- Born: November 14, 1973 (age 51) Tuscaloosa, AL, U.S.
- Occupation: English Language Professor
- Education: University of Cincinnati (Ph.D., 2001) University of Tennessee (M.A., 1997)
- Years active: 2001–2004
- Notable awards: Flannery O'Connor Award for Short Fiction *Rescinded for plagiarism

= Brad Vice =

American writer

Brad Vice (born November 14, 1973) is an English language and composition professor at the University of West Bohemia. He grew up in Alabama. His short story collection, The Bear Bryant Funeral Train, won the Flannery O'Connor Award for Short Fiction from the University of Georgia Press, but the award was later rescinded and the book recalled after portions of the story were alleged to be plagiarized from an earlier work by Carl Carmer.

== Biography ==
Vice was born in Tuscaloosa, Alabama, in 1973, and raised in nearby Northport. Vice's father, Leon Vice, was a high school history teacher and a farmer while his mother Dorothy was a radiology technician.

He received his master's degree from the University of Tennessee and Ph.D. from The University of Cincinnati. During a brief stint working at Mississippi State University as a professor, Vice published his doctoral thesis as a standalone work. Shortly after it won the Flannery O'Connor Award for Short Fiction, a librarian at the Tuscaloosa Public Library noted that "plot, language and even the title of his first short story" had been lifted from a story by Carl Carmer titled "Stars Fell on Alabama". Vice lost his job at Mississippi State, as well as his award from the University of Georgia, and his Ph.D. from Cincinnati was called into question.

Vice is currently serving as an instructor at the University of West Bohemia in Plzeň in the Czech Republic.

== The Bear Bryant Funeral Train ==
In late 2004, Vice's short story collection, The Bear Bryant Funeral Train, won the Flannery O'Connor Short Fiction Award from the University of Georgia Press. The Press published the collection in late 2005. Kirkus Reviews, in a starred review, called it "distinguished and disturbing work, from a lavishly gifted new writer." Publishers Weekly agreed: "Vice has a gift for making the extraordinary plausible, for rendering complex motivations in spare but metaphoric language and searing details."

When the University of Georgia Press discovered that one of the stories in The Bear Bryant Funeral Train incorporated material from a short story by Carl Carmer, the Press accused Vice of plagiarism, revoked the Flannery O'Connor Short Fiction Award, and destroyed unsold copies of the book.

Science fiction author Jason Sanford defended Vice in the quarterly journal storySouth, describing the affair as a "literary lynching". A number of other writers and editors came to Vice's defense. Jake Adam York, a founding editor of storySouth, noted that Vice had allowed his short story and the four-page section of Carmer's original book to be published side by side in Thicket, a journal edited by York.
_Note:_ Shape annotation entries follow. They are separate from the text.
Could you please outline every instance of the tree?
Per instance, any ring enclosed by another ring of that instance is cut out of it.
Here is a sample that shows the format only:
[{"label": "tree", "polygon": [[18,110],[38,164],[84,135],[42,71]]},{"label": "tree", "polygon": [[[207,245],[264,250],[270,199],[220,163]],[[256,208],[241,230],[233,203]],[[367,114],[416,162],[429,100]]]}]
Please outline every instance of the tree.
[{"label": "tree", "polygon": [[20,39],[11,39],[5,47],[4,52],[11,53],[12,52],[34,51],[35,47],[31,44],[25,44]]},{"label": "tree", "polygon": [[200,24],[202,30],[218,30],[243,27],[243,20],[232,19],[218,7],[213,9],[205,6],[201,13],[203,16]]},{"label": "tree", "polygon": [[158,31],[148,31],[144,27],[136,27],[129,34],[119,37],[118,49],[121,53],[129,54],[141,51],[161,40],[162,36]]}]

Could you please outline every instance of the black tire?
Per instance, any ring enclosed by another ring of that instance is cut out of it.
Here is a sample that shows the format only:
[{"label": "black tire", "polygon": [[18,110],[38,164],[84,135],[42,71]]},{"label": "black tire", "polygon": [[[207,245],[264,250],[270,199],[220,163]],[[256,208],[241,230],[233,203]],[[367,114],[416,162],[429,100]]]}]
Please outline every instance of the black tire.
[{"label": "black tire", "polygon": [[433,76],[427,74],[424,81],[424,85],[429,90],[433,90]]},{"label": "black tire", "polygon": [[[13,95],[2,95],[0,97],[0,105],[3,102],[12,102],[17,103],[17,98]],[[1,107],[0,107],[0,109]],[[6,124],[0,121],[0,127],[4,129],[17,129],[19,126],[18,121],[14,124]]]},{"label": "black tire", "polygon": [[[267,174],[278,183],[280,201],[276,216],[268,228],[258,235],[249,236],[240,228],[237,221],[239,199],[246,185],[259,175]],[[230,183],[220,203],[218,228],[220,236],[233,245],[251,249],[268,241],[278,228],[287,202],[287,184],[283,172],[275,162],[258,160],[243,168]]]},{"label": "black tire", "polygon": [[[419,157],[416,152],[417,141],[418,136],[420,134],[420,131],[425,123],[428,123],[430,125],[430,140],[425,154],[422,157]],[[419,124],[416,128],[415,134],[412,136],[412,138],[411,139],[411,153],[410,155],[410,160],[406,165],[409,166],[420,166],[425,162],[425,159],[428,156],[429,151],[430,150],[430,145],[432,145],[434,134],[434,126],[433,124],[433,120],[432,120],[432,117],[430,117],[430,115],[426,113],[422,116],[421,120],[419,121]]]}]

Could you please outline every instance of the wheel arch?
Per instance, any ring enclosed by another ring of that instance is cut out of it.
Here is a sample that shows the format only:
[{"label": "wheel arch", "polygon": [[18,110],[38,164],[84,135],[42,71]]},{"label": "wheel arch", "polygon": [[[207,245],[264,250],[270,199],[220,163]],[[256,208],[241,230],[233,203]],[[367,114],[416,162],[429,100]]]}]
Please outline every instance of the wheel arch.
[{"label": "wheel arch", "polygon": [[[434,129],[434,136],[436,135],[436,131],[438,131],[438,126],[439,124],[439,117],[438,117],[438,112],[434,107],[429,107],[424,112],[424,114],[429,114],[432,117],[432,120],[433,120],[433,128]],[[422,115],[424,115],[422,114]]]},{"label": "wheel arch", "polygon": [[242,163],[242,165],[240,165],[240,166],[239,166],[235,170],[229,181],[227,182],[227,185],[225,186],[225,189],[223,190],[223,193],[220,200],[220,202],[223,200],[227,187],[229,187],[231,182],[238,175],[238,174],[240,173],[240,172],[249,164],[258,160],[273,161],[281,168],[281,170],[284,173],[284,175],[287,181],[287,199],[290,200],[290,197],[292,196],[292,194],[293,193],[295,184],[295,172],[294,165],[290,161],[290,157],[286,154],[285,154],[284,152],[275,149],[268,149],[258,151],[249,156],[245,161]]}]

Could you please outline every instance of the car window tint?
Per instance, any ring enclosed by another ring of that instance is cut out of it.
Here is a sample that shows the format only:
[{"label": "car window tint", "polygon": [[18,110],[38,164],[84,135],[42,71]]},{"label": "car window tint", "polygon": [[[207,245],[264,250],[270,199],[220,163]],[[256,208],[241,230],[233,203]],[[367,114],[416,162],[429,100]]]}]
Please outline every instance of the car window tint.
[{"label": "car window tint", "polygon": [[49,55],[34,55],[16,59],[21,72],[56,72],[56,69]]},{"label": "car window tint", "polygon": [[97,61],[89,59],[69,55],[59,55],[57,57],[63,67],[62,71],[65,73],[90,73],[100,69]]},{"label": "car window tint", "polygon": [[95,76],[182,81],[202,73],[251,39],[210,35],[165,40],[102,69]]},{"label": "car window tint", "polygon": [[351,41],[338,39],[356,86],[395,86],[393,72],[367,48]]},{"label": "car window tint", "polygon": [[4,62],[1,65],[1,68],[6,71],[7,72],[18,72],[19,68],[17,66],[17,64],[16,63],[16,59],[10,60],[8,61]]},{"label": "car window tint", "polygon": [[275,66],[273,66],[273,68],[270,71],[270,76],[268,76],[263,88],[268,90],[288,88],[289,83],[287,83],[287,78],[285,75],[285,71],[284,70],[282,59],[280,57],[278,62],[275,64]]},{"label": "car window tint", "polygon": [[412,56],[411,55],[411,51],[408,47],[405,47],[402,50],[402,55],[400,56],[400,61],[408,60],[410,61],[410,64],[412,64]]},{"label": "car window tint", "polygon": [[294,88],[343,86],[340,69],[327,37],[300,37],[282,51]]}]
To York, this action by Vice "implicitly acknowledges the relationship (and) allows the evidence to be made public." York added that doing this allowed the readers to enter the "intertextual space in which (Vice) has worked" and that what Vice was doing with his story was allusion, not plagiarism. York also stated that, according to his own analysis of Vice's story and Carmer's source material, Vice did not break copyright law.

After Vice's book was destroyed, remaining used copies on Amazon.com and other booksellers were selling for hundreds of dollars.

In late March 2007, a new edition of the collection was published by River City Publishing. According to a report in The Oxford American, "The revised version will more closely mirror Vice's 2001 dissertation from the University of Cincinnati, which contained many of the stories that ended up being published as The Bear Bryant Funeral Train. Unlike the UGA Press edition, it will be divided into two sections, the latter of which is set entirely in Tuscaloosa".

Vice previously published some of the short stories from The Bear Bryant Funeral Train in various fiction journals, and his story "Report from Junction" (published in The Atlantic Monthly in 2002) was selected by Katrina Kenison in her list of "Other Distinguished Stories" in The Best American Short Stories 2003. One of the stories previously published in Shenandoah in 2005 has been a subject of scholarly study.

== Qworty victim ==

In May 2013, Salon.com reporter Andrew Leonard revealed that Brad Vice had been the victim of a "ferocious assault" by Robert Clark Young, a writer who spent years anonymously attacking his literary enemies by inserting "revenge edits" into Wikipedia. Editing under the user name "Qworty", Young "devoted a significant amount of intellectual and emotional energy to attacking not only Vice, but the entire community of writers centered around the Sewanee Writers' Conference that had nurtured Vice."